Apple’s forthcoming iOS update promises to incorporate a feature called Night Shift that could help people sleep better. But what is it about smartphones that can mess with our slumber?

There is a growing body of research showing that exposure to bright blue light can disrupt people’s sleep patterns, and this is exactly the kind of light produced by modern LCD displays such as those on smartphones and tablets.

But Apple is hoping to help users preserve their beauty sleep. [9 Odd Ways Your Tech Devices May Injure You]

Along with various other health-focused apps, the new version of Apple’s mobile operating system, iOS 9.3, will include the Night Shift feature. This app will use the device’s clock and geolocation to determine what time the sun sets and will automatically shift the phone’s display color to the warmer, or redder, end of the light spectrum until the following morning.

Apple is not the first company to attempt to tackle this problem — apps like f.lux and Twilight have been around for years and are designed to make similar color adjustments. But Apple’s update signals growing awareness of the potential negative health effects of using smartphones and tablets late at night.

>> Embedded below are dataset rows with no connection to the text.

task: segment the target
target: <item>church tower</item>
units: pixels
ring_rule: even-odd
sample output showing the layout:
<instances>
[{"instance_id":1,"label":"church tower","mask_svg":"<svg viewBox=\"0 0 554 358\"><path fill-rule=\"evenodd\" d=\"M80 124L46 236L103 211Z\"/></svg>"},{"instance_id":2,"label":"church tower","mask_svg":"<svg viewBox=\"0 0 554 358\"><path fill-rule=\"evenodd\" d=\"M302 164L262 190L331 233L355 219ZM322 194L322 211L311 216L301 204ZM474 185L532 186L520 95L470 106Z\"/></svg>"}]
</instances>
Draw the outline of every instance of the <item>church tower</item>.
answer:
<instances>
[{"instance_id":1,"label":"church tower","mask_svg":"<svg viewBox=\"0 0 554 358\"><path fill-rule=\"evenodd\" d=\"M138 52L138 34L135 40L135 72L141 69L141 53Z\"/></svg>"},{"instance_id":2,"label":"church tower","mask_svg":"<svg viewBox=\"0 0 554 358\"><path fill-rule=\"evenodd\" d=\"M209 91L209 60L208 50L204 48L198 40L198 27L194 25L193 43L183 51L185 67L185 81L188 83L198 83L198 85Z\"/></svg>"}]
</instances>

“Blue light plays havoc with your sleep by disrupting your circadian rhythms,” said Anne-Marie Chang, a neuroscientist and sleep expert at Pennsylvania State University. Chang published research last January showing that evening use of e-readers disturbed users’ sleep patterns and reduced their alertness the following morning.

Circadian rhythms are 24-hour cycles that control the timing of many physiological processes in animals, plants, fungi and even some bacteria. In animals, these rhythms determine sleeping and feeding patterns, as well as brain activity, hormone production and cell regeneration.

Studies have shown that disturbing these rhythms can increase a person’s chances of developing a variety of serious diseases. “Misalignment or disruption of these rhythms may result in acute and/or chronic health problems, including obesity, diabetes, cancer risk and cardiovascular disease,” Chang told Live Science.

In mammals, these rhythms are controlled by a so-called circadian clock — a group of nerve cells in the hypothalamus region of the brain called the suprachiasmatic nucleus (SCN). This “body clock” is sensitive to a variety of environmental cues, but principally light, Chang said.